From the time that Zeus gave birth to his brainchild Athena, the trope of male pregnancy has traditionally functioned as a metaphor for men’s creative generativity. In the realm of science fiction, the trope took on a bent towards exploring horrific and comedic storylines—Alien (1979) and Rabbit Test (1978) offering respective examples—often, as with the 1994 film Junior, vacillating between the two through the figure of the zany (in reference to Sianne Ngai's work).
The trope skews viewers’ understanding of “natural” biology and reproductive processes, and in this, I would posit that it has always operated queerly. This queerness, however, takes a more prominent role in contemporary media that works to portray more sincere depictions of queer family-making onscreen. Take, for example, “The Tsuranga Conundrum”—a 2018 episode of the long-running BBC science fiction television show Doctor Who. In this episode, the cast encounters a pregnant extraterrestrial man. Although the show still plays to a few laughs, its focus is not on the humor, horror, or metaphorical creativity created by the man’s state. Instead, the pregnant man discusses the idea of putting the child up for adoption because of his fears that he will make a poor parent.
In this clip, the difficult experience of childbirth is amplified by the chaos enacted by an alien invasion on the spaceship where the pregnant man is in labor.
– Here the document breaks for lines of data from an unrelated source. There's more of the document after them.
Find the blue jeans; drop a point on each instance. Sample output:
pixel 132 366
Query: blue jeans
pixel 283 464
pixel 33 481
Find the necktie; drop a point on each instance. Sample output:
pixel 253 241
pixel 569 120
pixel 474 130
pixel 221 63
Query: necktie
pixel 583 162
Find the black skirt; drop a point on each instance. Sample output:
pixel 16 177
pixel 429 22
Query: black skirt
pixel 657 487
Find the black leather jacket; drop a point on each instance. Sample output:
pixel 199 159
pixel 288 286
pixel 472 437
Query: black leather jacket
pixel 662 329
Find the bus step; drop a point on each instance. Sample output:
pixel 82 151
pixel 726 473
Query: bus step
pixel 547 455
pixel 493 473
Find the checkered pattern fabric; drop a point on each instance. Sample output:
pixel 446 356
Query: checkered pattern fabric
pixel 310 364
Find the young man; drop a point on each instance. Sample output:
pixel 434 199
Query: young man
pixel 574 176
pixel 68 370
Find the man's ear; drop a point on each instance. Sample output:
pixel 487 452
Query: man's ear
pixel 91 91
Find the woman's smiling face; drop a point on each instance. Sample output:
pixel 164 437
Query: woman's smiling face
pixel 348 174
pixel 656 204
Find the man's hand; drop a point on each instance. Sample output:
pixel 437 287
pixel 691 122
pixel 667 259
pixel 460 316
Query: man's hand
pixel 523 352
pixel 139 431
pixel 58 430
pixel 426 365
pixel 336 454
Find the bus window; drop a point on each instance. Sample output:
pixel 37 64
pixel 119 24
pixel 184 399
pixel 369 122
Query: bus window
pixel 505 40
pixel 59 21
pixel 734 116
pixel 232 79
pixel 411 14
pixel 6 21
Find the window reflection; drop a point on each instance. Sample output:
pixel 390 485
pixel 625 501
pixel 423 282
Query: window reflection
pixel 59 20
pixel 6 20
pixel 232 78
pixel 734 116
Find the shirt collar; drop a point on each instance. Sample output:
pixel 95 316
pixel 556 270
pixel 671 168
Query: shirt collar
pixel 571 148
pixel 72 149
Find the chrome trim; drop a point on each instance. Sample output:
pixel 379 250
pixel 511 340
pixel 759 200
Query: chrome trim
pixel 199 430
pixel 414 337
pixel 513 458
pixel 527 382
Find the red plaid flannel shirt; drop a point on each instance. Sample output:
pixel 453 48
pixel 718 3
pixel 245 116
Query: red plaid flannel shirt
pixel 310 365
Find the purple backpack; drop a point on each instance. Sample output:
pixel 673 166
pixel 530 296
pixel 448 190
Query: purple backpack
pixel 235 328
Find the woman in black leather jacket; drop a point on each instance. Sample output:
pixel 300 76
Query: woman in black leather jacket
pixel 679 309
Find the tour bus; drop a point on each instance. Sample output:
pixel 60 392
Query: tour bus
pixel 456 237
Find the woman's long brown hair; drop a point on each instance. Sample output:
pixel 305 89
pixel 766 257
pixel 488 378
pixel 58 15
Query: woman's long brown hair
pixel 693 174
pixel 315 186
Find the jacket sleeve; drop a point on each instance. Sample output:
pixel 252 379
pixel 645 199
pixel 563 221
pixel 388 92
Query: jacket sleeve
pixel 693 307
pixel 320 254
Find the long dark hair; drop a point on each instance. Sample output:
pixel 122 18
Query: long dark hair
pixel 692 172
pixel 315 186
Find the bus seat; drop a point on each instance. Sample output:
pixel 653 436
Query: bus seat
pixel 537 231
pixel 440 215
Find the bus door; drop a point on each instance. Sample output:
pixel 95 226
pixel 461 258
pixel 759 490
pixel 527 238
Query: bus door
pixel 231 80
Yet, the focus is not on this horrific experience, but the continued birthing efforts and familial concerns of the pregnant man, who is aided by Doctor Who and her companions.
His concerns highlight a shift that views the queering of pregnancy as queer, a welcome inclusion as same-sex and transgender parents move out of the tabloids and into more mainstream representation, perhaps reflecting the fact that more and more LGBTQ-identifying adults are creating families of their own. According to a 2013 survey, for instance, 35% of LGBTQ adults are parents currently and another 16% of respondents expressed that they hope to have kids in the future (Pew Research Center). And while “The Tsuranga Conundrum” continues to operate in the realm of science fiction, it acknowledges the real experiences of a growing number of its LGBTQ viewers.
Ngai, Sianne. Our Aesthetic Categories: Zany, Cute, Interesting. Harvard University Press, 2012.
Pew Research Center. “A Survey of LGBT Americans.” Pew Research Center: Social & Demographic Trends, 13 June 2013. www.pewsocialtrends.org, www.pewsocialtrends.org/2013/06/13/chapter-4-marriage-and-parenting/.
“The Tsuranga Conundrum.” Doctor Who, season 11, episode 5, 4 Nov. 2018. BBC One HD.